New Delhi : India Thursday expressed hope that the World Trade Organisation (WTO) talks would restart in near future and that the country would constructively engage at the WTO to move the Doha Development Round to a successful conclusion.

“The government is hopeful that a new process will start soon,” Indian Minister of Commerce Industry Kamal Nath said while addressing a press conference on the outcome of the recently concluded WTO Ministerial Conference at Geneva, here today.

“The coming months would see attempts at overcoming the current impasse. India stands committed to constructively engage at the WTO to move the Doha Development Round to a successful conclusion,” Kamal Nath said.

“The primary objective of the Doha Round is to put the development dimension of international trade on centre stage. While there would always be commercial interests guiding trade, these interests cannot take primacy over the livelihood interests of billions of poor and vulnerable farmers of the developing world.

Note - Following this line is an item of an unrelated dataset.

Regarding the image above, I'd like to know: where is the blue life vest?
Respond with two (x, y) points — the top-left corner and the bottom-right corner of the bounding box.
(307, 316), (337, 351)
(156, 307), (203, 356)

In the context of the current food crisis and the abnormal rise in food prices, it has become all the more important to preserve and protect the livelihood security of poor farmers and the long term food security of developing nations, the Minister said, adding, “In view of the subsistence nature of farming in developing countries and the need to insulate the poor and vulnerable farmers of developing countries from the shock of large tariff reductions, the instruments of Special Products and Special Safeguard Mechanism (SSM) were built into the Doha mandate.” He said the lack of consensus on SSM was not an issue affecting only India. It affected more than 100 of the least developed and developing countries.

“We have more than 300 million people living on less than one usd a day. We argued that while India was prepared to be constructive and reasonable, it could simply not accept any solution that would pose a serious threat to the livelihoods of its subsistence farmers”, he said.

The SSM was not the only issue on which progress could not be made. There were several other important developing country issues like cotton, preference erosion, tropical products on which discussions were not held. The major developed countries also wanted the developing countries to agree to a restrictive anti concentration clause and to take part in Sectorals in the industrial goods area, Kamal Nath pointed out.